Over the past year, FBA has stepped up its judicial pay reform efforts and has collaborated with other legal, environmental, and consumer groups in support of bipartisan House and Senate bills to restore judicial pay to its rightful level. These advocacy efforts, involving numerous FBA chapters and members, have brought the campaign for judicial pay reform closer to success than ever.

In late January, the Senate Judiciary Committee approved legislation (an amended version of the Federal Judicial Salary Restoration Act, S. 1638) that would increase judicial salaries by 29 percent—the same margin approved by the Judiciary Committee of the House of Representatives in a similar measure (H.R. 3753) late last year. If enacted, the salary boost would mark the first significant raise for federal judges since 1991.

The Senate and House measures— 

  • Raise the pay of a district court judge to $218,000, an appeals judge to $231,000, a Supreme Court associate justice to $267,900, and the chief justice to $279,900 (district judges currently earn $169,300, the same pay that members of Congress earn; in 1999, the President's salary was doubled to $400,000 a year);
  • Increase the workload of senior judges from three months a year to four months a year and require 17 years of service before a judge may retire with a full pension; 
  • Require a judge to lose a dollar of the judge's pension for every two dollars earned above his or her old salary—down to a baseline of 33 percent of the judge's salary—if the judge leaves the bench to take a higher paying job. 
  • Ensure that all federal judges get a cost-of-living adjustment each year that is equal to the one provided to federal employees under the General Schedule payscale.

No date for floor action in the House or Senate on the judicial pay bills has been set. But the leaders of both chambers have pledged to pass their judiciary pay bills in 2008. In his recent annual report on the state of the federal judiciary, Chief Justice John G. Roberts Jr. urged Congress to make approval of a judicial salary increase "a first order of business" in 2008 and called a pay hike for judges "vital" and long overdue.
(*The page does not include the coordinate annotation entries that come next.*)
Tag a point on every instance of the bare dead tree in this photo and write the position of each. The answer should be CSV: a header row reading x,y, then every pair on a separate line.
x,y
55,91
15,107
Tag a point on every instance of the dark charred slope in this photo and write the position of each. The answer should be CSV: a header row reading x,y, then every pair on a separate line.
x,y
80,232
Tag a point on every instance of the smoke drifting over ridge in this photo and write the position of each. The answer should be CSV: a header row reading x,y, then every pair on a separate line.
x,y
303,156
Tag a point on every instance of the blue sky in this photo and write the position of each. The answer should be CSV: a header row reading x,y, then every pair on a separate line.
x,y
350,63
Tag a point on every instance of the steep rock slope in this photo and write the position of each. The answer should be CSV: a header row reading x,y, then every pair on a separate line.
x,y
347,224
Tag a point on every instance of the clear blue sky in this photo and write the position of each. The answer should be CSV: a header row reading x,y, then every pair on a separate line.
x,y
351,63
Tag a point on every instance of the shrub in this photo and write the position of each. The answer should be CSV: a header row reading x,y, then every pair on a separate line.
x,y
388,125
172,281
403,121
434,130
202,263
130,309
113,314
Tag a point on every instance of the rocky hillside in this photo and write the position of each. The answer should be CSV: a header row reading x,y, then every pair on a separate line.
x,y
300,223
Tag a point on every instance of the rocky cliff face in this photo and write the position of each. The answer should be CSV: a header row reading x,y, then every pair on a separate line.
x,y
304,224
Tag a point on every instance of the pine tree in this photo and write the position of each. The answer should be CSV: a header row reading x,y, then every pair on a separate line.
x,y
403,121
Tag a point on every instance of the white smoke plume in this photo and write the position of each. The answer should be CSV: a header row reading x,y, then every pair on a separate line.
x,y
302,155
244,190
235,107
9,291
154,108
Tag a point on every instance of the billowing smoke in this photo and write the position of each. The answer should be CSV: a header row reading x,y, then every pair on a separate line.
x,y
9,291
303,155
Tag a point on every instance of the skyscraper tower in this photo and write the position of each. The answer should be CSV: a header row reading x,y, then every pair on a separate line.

Indeed, the independence and quality of our nation's judiciary depends critically on the ability to recruit and retain high-caliber judges, who have strong intellect, personal independence, and high professional standards. The framers of the Constitution sought to protect these qualities by providing lifetime appointments for federal judges and forbidding a reduction in their compensation.

Regrettably, since 1969, the salaries of federal judges have fallen well behind those of the American labor force in terms of keeping up with inflation. Over the past 19 years, when adjusted for inflation, the national average for all wages rose by 18.5 percent, whereas judicial pay declined by nearly 25 percent. It is not coincidental that federal judges have been leaving the bench at an unprecedented and alarming rate. In the past six years, 38 judges have left the federal bench, including 17 in the last two years. Many of these judges have acknowledged publicly that their departures stemmed from financial needs that have been compounded by the erosion of their salaries.

FBA chapters have brought these trends and statistics to the attention of members of Congress, and, from that outreach, the FBA has helped to build support and understanding on Capitol Hill for restoring judicial pay to a respectable level. As FBA Executive Director Jack Lockridge recently said in a message to chapter leaders, "A big thank you goes out to the leaders and members of the many FBA chapters that have assisted with grassroots support on the pay issue over the past several months, writing letters and calling their lawmakers in bringing us to this point. Our work is far from over though. We need to continue the push until Congress has passed and the President has signed a final measure."

Bruce Moyer is government relations counsel for the FBA.